We develop adaptive time-stepping strategies for It\^o-type stochastic differential equations (SDEs) with jump perturbations. Our approach builds on adaptive strategies for SDEs. Adaptive methods can ensure strong convergence of nonlinear SDEs with drift and diffusion coefficients that violate global Lipschitz bounds by adjusting the stepsize dynamically on each trajectory to prevent spurious growth that can lead to loss of convergence if it occurs with sufficiently high probability. In this article we demonstrate the use of a jump-adapted mesh that incorporates jump times into the adaptive time-stepping strategy. We prove that any adaptive scheme satisfying a particular mean-square consistency bound for a nonlinear SDE in the non-jump case may be extended to a strongly convergent scheme in the Poisson jump case where jump and diffusion perturbations are mutually independent and the jump coefficient satisfies a global Lipschitz condition.

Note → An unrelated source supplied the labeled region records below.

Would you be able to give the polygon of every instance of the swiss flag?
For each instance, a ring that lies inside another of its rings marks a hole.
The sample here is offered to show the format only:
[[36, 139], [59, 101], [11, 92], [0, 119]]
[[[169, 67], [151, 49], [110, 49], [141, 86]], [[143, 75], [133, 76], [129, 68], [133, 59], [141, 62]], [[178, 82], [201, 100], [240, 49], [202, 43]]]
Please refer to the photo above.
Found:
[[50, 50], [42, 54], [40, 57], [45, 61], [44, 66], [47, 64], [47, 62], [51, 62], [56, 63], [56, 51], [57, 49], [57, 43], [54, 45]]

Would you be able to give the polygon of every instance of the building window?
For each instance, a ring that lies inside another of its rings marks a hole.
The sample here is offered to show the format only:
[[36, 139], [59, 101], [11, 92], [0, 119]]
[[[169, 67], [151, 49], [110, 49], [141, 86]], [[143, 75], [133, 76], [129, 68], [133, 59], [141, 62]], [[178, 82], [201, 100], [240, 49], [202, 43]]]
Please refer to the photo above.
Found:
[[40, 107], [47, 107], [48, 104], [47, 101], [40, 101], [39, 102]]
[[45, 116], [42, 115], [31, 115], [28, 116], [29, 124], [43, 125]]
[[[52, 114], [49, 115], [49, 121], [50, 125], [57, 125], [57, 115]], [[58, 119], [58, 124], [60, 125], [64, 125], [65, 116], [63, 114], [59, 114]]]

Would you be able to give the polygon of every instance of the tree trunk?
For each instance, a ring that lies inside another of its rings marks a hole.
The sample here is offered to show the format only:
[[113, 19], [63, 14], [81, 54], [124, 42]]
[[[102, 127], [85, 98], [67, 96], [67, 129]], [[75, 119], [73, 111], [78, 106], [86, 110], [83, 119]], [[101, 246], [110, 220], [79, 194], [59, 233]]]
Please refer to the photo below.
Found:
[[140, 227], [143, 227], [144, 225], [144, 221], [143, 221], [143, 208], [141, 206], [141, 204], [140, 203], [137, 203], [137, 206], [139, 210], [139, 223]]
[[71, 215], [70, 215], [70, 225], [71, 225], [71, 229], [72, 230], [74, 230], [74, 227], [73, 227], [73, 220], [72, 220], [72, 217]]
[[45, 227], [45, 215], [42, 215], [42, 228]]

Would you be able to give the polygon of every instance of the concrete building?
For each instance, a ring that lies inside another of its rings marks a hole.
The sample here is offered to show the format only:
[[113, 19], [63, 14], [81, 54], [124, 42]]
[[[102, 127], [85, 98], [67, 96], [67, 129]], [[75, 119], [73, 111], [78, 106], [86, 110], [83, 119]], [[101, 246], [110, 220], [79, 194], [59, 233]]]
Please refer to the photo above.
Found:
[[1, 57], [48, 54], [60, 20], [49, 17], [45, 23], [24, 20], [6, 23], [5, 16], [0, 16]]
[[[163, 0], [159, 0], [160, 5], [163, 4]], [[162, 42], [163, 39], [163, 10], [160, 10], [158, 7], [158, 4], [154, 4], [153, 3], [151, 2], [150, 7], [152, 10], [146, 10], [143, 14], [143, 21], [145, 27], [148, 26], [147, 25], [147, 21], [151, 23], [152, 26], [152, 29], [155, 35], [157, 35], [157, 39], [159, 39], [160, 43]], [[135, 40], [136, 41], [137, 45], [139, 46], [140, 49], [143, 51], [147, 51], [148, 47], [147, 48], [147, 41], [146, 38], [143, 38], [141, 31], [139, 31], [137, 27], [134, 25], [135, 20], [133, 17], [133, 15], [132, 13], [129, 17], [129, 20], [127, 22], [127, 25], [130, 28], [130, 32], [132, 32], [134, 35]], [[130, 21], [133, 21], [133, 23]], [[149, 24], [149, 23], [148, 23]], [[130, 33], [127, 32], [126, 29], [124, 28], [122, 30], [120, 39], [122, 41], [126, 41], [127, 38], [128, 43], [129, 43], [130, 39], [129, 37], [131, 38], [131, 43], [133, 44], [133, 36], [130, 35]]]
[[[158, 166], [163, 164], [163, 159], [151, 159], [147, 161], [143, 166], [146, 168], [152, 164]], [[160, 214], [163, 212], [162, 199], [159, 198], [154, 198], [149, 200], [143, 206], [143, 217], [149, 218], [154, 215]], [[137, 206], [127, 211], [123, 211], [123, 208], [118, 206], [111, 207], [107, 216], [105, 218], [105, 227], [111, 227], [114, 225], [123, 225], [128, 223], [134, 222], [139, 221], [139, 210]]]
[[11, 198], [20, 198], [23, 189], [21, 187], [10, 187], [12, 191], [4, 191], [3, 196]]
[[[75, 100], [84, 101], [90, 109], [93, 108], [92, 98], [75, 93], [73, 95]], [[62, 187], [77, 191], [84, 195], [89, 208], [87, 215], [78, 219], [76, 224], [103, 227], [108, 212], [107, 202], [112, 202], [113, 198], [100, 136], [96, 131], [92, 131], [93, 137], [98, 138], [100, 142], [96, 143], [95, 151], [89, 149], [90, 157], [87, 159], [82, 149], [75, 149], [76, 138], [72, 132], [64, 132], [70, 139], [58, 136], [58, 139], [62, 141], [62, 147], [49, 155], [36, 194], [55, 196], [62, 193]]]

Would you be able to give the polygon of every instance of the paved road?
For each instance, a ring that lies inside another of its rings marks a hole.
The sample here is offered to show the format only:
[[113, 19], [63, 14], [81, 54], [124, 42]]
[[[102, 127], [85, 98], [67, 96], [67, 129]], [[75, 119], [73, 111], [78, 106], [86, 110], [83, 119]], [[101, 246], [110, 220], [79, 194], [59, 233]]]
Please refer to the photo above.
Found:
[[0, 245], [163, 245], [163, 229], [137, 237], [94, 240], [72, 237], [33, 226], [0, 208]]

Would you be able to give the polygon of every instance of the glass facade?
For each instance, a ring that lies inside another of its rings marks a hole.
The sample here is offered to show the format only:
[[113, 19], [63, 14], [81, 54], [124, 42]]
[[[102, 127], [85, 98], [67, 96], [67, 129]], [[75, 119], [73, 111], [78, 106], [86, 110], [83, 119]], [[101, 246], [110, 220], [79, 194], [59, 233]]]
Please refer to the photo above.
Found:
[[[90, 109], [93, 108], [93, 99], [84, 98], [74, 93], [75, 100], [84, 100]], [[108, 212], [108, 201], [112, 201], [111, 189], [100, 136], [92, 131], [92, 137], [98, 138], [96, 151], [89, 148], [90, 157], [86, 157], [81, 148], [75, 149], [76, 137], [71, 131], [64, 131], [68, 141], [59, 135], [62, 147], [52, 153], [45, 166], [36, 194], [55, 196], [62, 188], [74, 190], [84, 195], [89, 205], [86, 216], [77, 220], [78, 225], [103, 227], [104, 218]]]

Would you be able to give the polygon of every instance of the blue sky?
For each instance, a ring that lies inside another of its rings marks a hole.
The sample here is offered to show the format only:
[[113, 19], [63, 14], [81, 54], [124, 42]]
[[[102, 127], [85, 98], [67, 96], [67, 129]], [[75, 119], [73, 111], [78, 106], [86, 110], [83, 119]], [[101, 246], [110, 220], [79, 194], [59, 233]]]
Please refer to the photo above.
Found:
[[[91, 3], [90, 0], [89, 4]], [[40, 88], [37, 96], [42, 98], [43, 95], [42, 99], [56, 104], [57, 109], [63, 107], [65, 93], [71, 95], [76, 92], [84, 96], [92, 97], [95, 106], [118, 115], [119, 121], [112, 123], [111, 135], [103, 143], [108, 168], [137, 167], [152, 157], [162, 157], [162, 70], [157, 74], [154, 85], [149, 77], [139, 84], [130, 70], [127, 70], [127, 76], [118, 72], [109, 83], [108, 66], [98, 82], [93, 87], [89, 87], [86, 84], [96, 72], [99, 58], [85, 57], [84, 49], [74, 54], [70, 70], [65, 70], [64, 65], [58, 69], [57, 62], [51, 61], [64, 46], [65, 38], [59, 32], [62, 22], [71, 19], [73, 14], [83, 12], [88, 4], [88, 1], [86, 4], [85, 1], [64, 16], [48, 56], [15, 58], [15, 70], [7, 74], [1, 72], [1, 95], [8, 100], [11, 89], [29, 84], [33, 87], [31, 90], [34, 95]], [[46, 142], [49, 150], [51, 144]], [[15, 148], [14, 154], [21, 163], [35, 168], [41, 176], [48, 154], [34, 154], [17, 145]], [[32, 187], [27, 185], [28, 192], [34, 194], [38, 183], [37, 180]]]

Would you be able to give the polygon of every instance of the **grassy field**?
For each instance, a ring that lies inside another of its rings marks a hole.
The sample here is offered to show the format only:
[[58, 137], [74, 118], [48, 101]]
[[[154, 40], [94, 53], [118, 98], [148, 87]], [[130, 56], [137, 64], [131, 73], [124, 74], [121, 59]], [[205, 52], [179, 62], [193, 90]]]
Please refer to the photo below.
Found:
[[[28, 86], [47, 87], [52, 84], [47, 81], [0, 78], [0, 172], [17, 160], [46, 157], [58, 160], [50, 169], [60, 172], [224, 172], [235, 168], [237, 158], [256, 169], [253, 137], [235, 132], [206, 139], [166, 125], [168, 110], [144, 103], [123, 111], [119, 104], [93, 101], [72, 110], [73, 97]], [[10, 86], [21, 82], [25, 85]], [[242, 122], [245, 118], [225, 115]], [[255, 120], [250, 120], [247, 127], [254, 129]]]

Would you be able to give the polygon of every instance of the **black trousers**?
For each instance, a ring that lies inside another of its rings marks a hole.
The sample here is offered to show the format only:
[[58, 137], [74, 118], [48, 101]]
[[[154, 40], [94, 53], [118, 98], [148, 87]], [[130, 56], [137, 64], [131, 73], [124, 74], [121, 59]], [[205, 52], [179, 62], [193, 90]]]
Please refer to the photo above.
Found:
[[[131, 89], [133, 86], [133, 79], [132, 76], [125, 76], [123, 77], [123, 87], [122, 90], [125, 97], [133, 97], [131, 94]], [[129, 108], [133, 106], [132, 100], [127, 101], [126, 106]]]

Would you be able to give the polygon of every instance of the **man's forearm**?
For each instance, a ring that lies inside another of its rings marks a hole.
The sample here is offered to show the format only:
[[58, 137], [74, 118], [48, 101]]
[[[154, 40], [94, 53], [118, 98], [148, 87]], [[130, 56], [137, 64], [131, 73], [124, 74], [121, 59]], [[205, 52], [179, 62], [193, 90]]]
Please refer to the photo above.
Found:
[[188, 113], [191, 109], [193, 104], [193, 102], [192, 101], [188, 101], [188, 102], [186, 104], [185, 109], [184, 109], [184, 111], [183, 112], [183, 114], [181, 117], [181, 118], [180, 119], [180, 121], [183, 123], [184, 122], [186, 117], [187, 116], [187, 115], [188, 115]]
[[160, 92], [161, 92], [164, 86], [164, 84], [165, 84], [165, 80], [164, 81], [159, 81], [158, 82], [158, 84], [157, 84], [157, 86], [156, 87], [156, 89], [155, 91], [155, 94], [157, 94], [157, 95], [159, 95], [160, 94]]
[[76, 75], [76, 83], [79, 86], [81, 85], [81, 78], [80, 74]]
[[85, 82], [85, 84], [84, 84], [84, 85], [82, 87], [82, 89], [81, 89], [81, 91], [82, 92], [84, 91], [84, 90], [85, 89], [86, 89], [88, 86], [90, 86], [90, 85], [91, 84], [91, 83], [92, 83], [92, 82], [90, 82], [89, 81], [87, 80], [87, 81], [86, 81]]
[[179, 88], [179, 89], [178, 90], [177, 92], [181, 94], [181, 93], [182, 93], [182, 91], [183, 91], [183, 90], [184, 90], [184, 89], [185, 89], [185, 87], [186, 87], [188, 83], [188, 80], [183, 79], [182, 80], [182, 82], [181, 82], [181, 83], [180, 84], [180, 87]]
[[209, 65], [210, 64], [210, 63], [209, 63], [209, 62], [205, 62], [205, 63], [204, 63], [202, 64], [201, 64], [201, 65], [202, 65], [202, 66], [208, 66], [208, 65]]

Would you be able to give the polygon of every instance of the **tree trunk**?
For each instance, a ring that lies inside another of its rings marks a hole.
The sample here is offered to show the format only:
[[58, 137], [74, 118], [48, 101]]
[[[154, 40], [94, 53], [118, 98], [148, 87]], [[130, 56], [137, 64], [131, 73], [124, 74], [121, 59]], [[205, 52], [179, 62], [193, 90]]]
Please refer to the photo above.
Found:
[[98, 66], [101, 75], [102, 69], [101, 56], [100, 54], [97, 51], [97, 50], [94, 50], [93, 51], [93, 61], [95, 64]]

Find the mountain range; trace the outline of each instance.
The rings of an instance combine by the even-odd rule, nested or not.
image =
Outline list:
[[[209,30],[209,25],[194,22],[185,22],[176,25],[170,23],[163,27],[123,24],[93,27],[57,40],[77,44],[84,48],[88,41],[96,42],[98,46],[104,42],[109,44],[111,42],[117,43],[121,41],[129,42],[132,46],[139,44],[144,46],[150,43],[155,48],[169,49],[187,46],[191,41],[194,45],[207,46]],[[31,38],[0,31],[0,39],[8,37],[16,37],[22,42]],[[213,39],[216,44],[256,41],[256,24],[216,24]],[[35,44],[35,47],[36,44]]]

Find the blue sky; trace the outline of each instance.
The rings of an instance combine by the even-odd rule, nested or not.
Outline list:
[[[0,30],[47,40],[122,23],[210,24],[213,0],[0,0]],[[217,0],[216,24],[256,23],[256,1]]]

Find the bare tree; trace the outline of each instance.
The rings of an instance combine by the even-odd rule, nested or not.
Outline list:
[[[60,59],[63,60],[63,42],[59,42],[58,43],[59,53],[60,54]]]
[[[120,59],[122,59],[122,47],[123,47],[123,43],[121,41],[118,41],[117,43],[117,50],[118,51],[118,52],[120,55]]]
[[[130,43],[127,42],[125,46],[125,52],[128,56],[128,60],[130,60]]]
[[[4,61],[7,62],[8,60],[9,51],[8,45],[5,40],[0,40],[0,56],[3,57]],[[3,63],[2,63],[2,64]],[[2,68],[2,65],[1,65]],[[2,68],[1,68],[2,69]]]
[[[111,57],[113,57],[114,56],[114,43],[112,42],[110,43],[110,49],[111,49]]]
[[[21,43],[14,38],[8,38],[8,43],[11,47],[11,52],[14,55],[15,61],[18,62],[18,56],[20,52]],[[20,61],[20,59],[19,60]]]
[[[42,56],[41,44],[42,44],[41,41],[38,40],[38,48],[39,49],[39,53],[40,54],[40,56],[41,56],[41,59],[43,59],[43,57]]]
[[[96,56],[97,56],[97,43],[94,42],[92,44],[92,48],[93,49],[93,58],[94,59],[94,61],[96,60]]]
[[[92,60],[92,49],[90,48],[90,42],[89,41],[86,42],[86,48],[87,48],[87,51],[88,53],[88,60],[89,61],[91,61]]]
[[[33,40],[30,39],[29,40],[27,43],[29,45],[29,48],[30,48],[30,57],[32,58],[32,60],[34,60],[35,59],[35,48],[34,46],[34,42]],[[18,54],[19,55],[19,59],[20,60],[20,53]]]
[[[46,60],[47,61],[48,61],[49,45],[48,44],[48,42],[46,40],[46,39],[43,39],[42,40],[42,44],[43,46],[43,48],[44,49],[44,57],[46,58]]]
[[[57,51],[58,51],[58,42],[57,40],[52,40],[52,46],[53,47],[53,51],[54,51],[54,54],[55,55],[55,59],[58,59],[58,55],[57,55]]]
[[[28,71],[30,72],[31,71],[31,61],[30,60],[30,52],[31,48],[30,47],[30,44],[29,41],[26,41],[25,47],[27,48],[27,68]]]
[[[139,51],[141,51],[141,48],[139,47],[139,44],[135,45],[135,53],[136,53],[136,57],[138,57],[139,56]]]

翻译：我们针对带有跳跃扰动的Itô型随机微分方程开发了自适应时间步进策略。该方法建立在针对随机微分方程的自适应策略基础上。自适应方法通过动态调整每条轨迹上的步长，能够确保漂移系数和扩散系数违反全局Lipschitz条件的非线性随机微分方程的强收敛性，从而防止可能导致以较高概率出现收敛性丧失的虚假增长。本文论证了采用跳跃自适应网格将跳跃时间纳入自适应时间步进策略的方案。我们证明，在非跳跃情形下满足特定均方一致性界线的任意自适应格式，可扩展为泊松跳跃情形下具有强收敛性的格式，其中跳跃与扩散扰动相互独立，且跳跃系数满足全局Lipschitz条件。